Il y a un chapitre dans l’expertise collective de l’Inserm sur cette question : il y a de fortes présomptions de liens, mais c’est difficile à prouver. Ce que l’on sait, c’est que la qualité du sperme décline en Europe. En France, la concentration de spermatozoïdes a ainsi diminué de près d’un tiers sur une période de seize ans. De nombreux scientifiques imputent cette baisse de spermatozoïdes à l’exposition diffuse aux pesticides. Aux États-Unis, quand le chlordécone est interdit en 1976, les ouvriers d’une usine de fabrication de ce pesticide n’avaient plus de spermatozoïdes dans leur sperme. Heureusement, le phénomène a été réversible.

Le déclin du sperme : révélé dès 1989 par Reporterre (sur papier).


Mais aujourd’hui, la plupart des pesticides pointés dans les études sont interdits…

Le problème de ces études, c’est qu’elles sont rares, chères à financer, et surtout longues à réaliser. Il y a souvent 5, 10 voire 15 ans de délai entre le lancement d’une étude et sa publication. Donc les données dont on dispose aujourd’hui portent parfois sur des produits qui ont été depuis interdits. Ce qui prouve bien leur toxicité, mais ne dédouane en rien les nouveaux produits. On ne perd rien pour attendre, car il faut en moyenne une décennie d’utilisation pour voir les effets d’un pesticide.
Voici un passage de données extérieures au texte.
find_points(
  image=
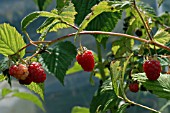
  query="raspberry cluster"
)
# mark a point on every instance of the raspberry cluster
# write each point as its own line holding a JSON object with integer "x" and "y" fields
{"x": 86, "y": 60}
{"x": 33, "y": 73}
{"x": 152, "y": 68}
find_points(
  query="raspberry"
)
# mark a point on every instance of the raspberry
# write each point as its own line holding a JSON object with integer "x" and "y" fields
{"x": 152, "y": 68}
{"x": 86, "y": 60}
{"x": 36, "y": 72}
{"x": 27, "y": 81}
{"x": 134, "y": 87}
{"x": 19, "y": 71}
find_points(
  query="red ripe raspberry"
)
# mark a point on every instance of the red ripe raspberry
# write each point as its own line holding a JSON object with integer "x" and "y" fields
{"x": 152, "y": 68}
{"x": 19, "y": 71}
{"x": 36, "y": 72}
{"x": 134, "y": 87}
{"x": 86, "y": 60}
{"x": 27, "y": 81}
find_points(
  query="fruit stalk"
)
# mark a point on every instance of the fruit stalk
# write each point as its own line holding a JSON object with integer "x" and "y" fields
{"x": 100, "y": 63}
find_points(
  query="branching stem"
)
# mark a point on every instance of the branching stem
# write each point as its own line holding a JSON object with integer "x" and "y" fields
{"x": 145, "y": 25}
{"x": 99, "y": 32}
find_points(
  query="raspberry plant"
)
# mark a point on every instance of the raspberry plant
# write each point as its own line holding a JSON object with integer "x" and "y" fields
{"x": 97, "y": 18}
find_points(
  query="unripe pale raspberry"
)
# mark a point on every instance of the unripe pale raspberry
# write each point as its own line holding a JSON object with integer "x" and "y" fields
{"x": 19, "y": 71}
{"x": 36, "y": 72}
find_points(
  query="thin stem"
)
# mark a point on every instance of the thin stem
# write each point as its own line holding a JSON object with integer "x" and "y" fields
{"x": 140, "y": 105}
{"x": 111, "y": 34}
{"x": 100, "y": 63}
{"x": 145, "y": 25}
{"x": 99, "y": 32}
{"x": 29, "y": 38}
{"x": 137, "y": 104}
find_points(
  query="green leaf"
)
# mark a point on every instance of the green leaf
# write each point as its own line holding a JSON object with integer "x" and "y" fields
{"x": 104, "y": 99}
{"x": 78, "y": 109}
{"x": 37, "y": 88}
{"x": 76, "y": 68}
{"x": 61, "y": 4}
{"x": 30, "y": 97}
{"x": 10, "y": 41}
{"x": 42, "y": 4}
{"x": 122, "y": 108}
{"x": 5, "y": 91}
{"x": 66, "y": 16}
{"x": 58, "y": 62}
{"x": 160, "y": 87}
{"x": 162, "y": 37}
{"x": 160, "y": 2}
{"x": 115, "y": 75}
{"x": 121, "y": 46}
{"x": 83, "y": 8}
{"x": 164, "y": 18}
{"x": 146, "y": 9}
{"x": 103, "y": 6}
{"x": 32, "y": 16}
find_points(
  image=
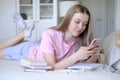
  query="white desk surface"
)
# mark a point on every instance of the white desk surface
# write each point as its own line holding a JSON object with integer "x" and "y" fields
{"x": 12, "y": 70}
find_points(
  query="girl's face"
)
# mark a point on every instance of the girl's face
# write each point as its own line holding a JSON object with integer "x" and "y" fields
{"x": 78, "y": 24}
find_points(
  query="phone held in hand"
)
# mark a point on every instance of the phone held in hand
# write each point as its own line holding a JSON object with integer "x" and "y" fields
{"x": 95, "y": 41}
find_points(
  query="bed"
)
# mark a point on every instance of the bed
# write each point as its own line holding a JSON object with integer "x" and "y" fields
{"x": 12, "y": 70}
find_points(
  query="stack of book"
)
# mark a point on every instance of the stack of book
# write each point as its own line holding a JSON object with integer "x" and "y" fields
{"x": 34, "y": 65}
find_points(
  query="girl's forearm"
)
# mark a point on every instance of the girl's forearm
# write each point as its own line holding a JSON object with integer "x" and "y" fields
{"x": 66, "y": 62}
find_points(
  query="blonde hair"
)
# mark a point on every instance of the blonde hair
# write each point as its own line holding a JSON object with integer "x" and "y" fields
{"x": 84, "y": 38}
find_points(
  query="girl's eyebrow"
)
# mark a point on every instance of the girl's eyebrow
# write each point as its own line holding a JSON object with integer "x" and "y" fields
{"x": 80, "y": 20}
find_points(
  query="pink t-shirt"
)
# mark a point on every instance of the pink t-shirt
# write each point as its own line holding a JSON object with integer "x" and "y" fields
{"x": 52, "y": 43}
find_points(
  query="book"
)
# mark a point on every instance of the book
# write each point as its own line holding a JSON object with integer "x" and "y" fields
{"x": 35, "y": 64}
{"x": 34, "y": 70}
{"x": 87, "y": 66}
{"x": 32, "y": 62}
{"x": 41, "y": 67}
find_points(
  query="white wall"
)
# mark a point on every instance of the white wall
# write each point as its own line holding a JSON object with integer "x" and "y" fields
{"x": 7, "y": 27}
{"x": 117, "y": 15}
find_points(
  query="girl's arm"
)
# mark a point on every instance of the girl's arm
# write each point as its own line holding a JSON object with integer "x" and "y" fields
{"x": 80, "y": 55}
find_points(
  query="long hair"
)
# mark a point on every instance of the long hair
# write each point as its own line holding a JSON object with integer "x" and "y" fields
{"x": 84, "y": 38}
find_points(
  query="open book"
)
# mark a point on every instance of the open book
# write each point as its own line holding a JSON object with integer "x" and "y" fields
{"x": 34, "y": 64}
{"x": 88, "y": 66}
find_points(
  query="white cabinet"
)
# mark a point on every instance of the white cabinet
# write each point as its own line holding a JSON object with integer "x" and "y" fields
{"x": 43, "y": 12}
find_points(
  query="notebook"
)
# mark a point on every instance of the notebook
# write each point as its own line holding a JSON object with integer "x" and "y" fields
{"x": 88, "y": 66}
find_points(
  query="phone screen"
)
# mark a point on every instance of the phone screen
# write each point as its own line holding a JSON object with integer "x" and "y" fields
{"x": 95, "y": 41}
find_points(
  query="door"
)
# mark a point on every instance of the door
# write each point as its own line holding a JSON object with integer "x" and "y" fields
{"x": 98, "y": 10}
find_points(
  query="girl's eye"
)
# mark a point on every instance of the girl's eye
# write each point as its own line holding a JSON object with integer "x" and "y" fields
{"x": 77, "y": 22}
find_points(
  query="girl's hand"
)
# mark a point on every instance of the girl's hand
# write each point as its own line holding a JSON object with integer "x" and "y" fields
{"x": 84, "y": 52}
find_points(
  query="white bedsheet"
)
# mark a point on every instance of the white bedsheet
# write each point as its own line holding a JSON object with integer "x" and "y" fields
{"x": 11, "y": 70}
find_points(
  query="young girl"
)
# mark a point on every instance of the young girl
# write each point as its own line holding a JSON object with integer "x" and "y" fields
{"x": 61, "y": 46}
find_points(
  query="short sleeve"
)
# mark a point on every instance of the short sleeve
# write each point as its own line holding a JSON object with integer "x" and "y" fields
{"x": 47, "y": 42}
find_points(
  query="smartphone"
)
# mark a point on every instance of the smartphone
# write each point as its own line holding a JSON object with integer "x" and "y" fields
{"x": 95, "y": 41}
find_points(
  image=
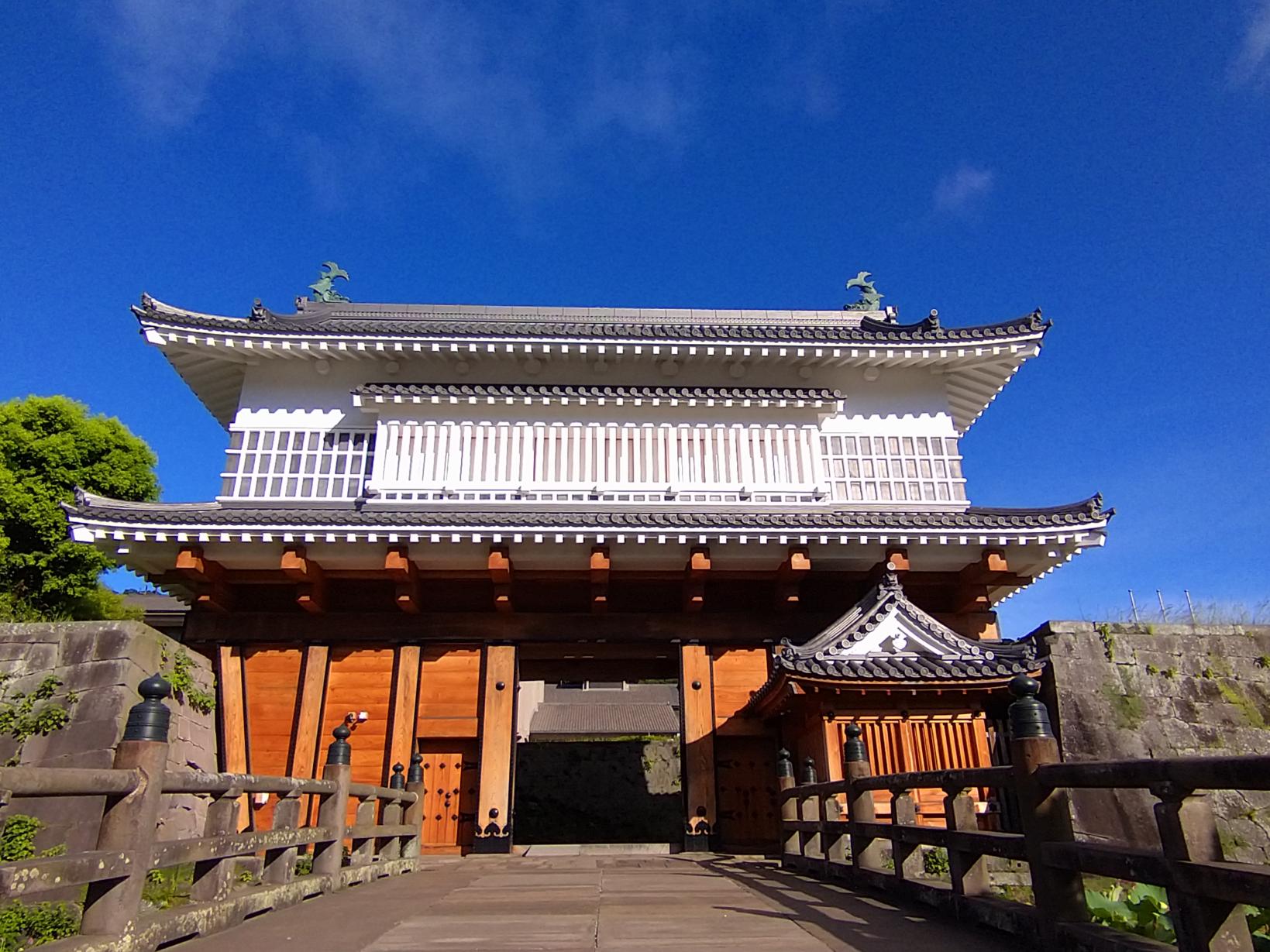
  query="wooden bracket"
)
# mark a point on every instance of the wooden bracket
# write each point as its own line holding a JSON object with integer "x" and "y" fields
{"x": 789, "y": 576}
{"x": 405, "y": 574}
{"x": 695, "y": 579}
{"x": 311, "y": 589}
{"x": 600, "y": 565}
{"x": 205, "y": 578}
{"x": 501, "y": 574}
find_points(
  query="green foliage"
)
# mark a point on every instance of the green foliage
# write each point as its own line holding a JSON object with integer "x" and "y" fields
{"x": 33, "y": 924}
{"x": 1134, "y": 908}
{"x": 169, "y": 888}
{"x": 1234, "y": 696}
{"x": 1108, "y": 640}
{"x": 178, "y": 672}
{"x": 49, "y": 445}
{"x": 32, "y": 713}
{"x": 1127, "y": 706}
{"x": 935, "y": 862}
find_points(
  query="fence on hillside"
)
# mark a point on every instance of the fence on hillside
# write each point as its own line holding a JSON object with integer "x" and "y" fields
{"x": 384, "y": 838}
{"x": 1206, "y": 892}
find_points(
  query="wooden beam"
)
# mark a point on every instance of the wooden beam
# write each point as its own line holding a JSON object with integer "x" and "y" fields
{"x": 311, "y": 590}
{"x": 405, "y": 574}
{"x": 313, "y": 692}
{"x": 501, "y": 574}
{"x": 497, "y": 751}
{"x": 600, "y": 566}
{"x": 232, "y": 709}
{"x": 205, "y": 578}
{"x": 789, "y": 576}
{"x": 992, "y": 569}
{"x": 405, "y": 701}
{"x": 696, "y": 692}
{"x": 695, "y": 579}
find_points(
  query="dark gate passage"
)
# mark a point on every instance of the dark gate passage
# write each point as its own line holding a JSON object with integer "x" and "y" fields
{"x": 598, "y": 791}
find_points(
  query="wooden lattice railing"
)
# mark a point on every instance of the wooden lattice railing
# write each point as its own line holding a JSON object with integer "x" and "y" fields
{"x": 384, "y": 839}
{"x": 1206, "y": 892}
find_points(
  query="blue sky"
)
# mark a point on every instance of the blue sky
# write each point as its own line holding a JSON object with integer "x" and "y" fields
{"x": 1104, "y": 161}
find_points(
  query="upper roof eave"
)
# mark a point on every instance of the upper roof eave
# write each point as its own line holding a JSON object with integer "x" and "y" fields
{"x": 435, "y": 323}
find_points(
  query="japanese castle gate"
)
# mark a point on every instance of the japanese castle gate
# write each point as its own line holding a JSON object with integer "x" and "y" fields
{"x": 425, "y": 506}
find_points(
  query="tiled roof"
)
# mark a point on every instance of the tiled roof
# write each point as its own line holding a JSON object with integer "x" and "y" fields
{"x": 578, "y": 391}
{"x": 214, "y": 514}
{"x": 886, "y": 638}
{"x": 634, "y": 324}
{"x": 604, "y": 719}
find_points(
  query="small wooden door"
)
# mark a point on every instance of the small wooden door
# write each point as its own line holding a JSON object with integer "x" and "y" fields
{"x": 749, "y": 806}
{"x": 450, "y": 795}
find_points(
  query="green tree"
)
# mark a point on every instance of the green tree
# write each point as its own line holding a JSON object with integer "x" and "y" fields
{"x": 49, "y": 445}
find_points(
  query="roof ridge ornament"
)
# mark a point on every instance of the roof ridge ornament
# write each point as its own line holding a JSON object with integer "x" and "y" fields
{"x": 324, "y": 288}
{"x": 870, "y": 298}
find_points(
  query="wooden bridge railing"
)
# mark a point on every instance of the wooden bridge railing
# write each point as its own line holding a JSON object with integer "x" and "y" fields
{"x": 1206, "y": 892}
{"x": 384, "y": 837}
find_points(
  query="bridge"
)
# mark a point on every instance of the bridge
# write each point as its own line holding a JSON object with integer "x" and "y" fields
{"x": 844, "y": 880}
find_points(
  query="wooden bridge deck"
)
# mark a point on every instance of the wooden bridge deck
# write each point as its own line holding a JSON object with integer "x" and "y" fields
{"x": 602, "y": 902}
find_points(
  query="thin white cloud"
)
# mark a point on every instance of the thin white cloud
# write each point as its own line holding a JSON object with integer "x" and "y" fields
{"x": 167, "y": 53}
{"x": 1254, "y": 57}
{"x": 963, "y": 189}
{"x": 532, "y": 93}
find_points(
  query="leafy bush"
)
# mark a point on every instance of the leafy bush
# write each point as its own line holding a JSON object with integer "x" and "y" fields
{"x": 935, "y": 862}
{"x": 1134, "y": 908}
{"x": 33, "y": 924}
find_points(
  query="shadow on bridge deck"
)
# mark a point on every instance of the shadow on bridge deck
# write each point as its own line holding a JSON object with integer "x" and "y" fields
{"x": 606, "y": 902}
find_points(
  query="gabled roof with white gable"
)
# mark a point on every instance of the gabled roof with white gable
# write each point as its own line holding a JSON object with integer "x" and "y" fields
{"x": 886, "y": 638}
{"x": 211, "y": 351}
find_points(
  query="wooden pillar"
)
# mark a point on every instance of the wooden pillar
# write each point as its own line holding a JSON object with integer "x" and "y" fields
{"x": 405, "y": 696}
{"x": 696, "y": 692}
{"x": 497, "y": 751}
{"x": 232, "y": 711}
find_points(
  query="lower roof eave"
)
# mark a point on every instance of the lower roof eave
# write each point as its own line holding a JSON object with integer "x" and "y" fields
{"x": 771, "y": 699}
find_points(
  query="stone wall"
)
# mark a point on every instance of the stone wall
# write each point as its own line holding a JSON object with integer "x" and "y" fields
{"x": 1129, "y": 691}
{"x": 103, "y": 663}
{"x": 598, "y": 791}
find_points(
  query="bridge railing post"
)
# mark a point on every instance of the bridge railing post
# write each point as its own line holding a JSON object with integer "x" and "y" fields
{"x": 280, "y": 864}
{"x": 333, "y": 808}
{"x": 390, "y": 847}
{"x": 906, "y": 856}
{"x": 791, "y": 840}
{"x": 411, "y": 847}
{"x": 968, "y": 871}
{"x": 1188, "y": 832}
{"x": 865, "y": 850}
{"x": 214, "y": 878}
{"x": 809, "y": 811}
{"x": 1045, "y": 813}
{"x": 129, "y": 824}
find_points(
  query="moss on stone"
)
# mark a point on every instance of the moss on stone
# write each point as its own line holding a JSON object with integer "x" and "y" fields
{"x": 1234, "y": 696}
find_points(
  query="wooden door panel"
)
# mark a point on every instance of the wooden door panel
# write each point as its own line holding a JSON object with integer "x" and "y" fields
{"x": 749, "y": 805}
{"x": 450, "y": 785}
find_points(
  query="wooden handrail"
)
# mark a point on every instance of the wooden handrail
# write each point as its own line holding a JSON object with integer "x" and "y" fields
{"x": 67, "y": 782}
{"x": 385, "y": 837}
{"x": 1206, "y": 892}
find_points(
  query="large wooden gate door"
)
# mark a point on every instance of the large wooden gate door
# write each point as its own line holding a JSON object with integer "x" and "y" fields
{"x": 749, "y": 805}
{"x": 450, "y": 793}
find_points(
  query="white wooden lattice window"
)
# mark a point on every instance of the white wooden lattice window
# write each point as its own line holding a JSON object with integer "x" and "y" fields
{"x": 893, "y": 469}
{"x": 510, "y": 460}
{"x": 281, "y": 465}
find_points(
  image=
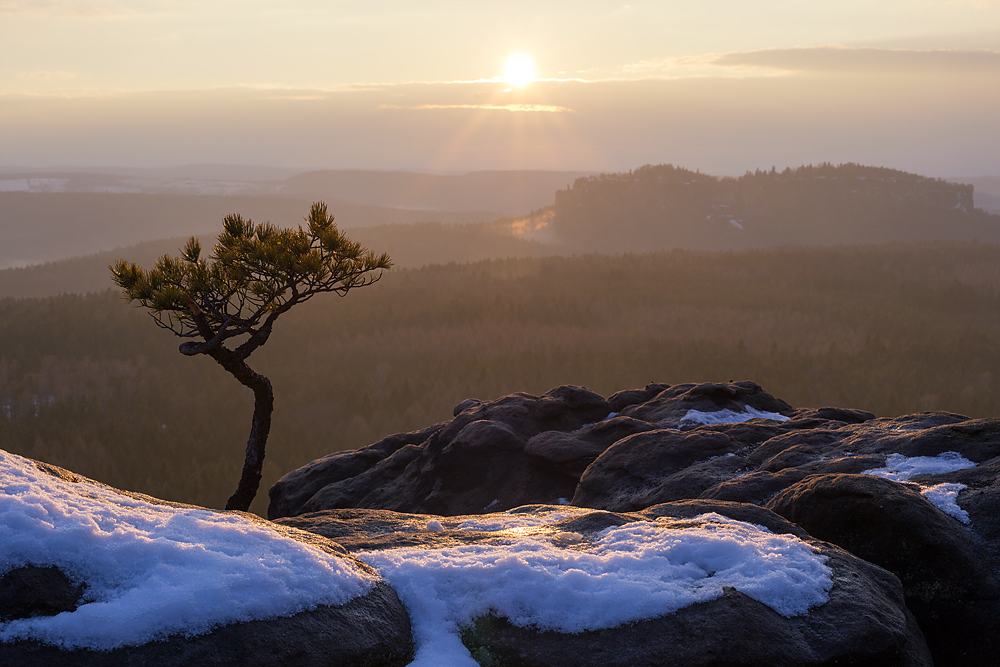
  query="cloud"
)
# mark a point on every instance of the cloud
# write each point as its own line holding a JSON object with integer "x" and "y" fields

Sur les néonicotinoïdes par exemple, il existe déjà une étude japonaise qui montre les effets de ces substances tueuses d’abeilles sur les cellules neurologiques des embryons humains. Donc même sur les molécules récentes, il y a des risques.


Quel est le rôle des médecins ?

Ils sont au contact direct des patients, et sont les premiers témoins des effets de ces pesticides, par exemple avec les agriculteurs. Le milieu médical est à mon avis assez informé, mais il n’est pas suffisamment consulté. Cela ne fait qu’un an que nous participons aux autorisations de mise sur le marché (AMM) des pesticides, auprès de l’Agence sanitaire (Anses). Auparavant, c’était le pré carré du monde agricole, les médecins étaient tenus à l’écart… sans doute parce que ça en arrangeait certains. Mais ce temps est révolu, désormais les médecins ont leur mot à dire sur ces AMM et sur le suivi des maladies. C’est vraiment une petite révolution !


LE GOUVERNEMENT RECALE UN PROJET DE RECHERCHE SUR LES PESTICIDES DANS LE VAUCLUSE

Début octobre, une douzaine de médecins et de scientifiques ont adressé un courrier aux ministres de l’Agriculture, de la Santé, du Travail, de la Recherche et de l’Environnement suite au refus du financement de leurs travaux en santé publique sur le thème des pesticides.

Ce projet d’étude concerne les « expositions professionnelles et environnementales aux cancérogènes des patients atteints de cancers hématologiques pris en charge au centre hospitalier d’Avignon ». Il s’agit d’une réponse à l’appel à projets Ecophyto II (le plan d’action gouvernemental pour la réduction des pesticides). À l’origine, des médecins, oncologues et hématologues du centre hospitalier d’Avignon, s’inquiètent de l’augmentation importante des nouveaux cas de cancers hématologiques (lymphomes, myélomes, leucémies) dans leur bassin de population. Ils décident de réaliser un travail pluridisciplinaire pour identifier les expositions à des cancérogènes connus et faciliter l’accès des patients aux droits de la réparation en maladie professionnelle.

Le projet de recherche, d’abord classé prioritaire, a finalement été rejeté sans justification. D’après l’association Générations futures, « pour certains des chercheurs, il pourrait s’agir d’une forme de censure politique de ce projet ».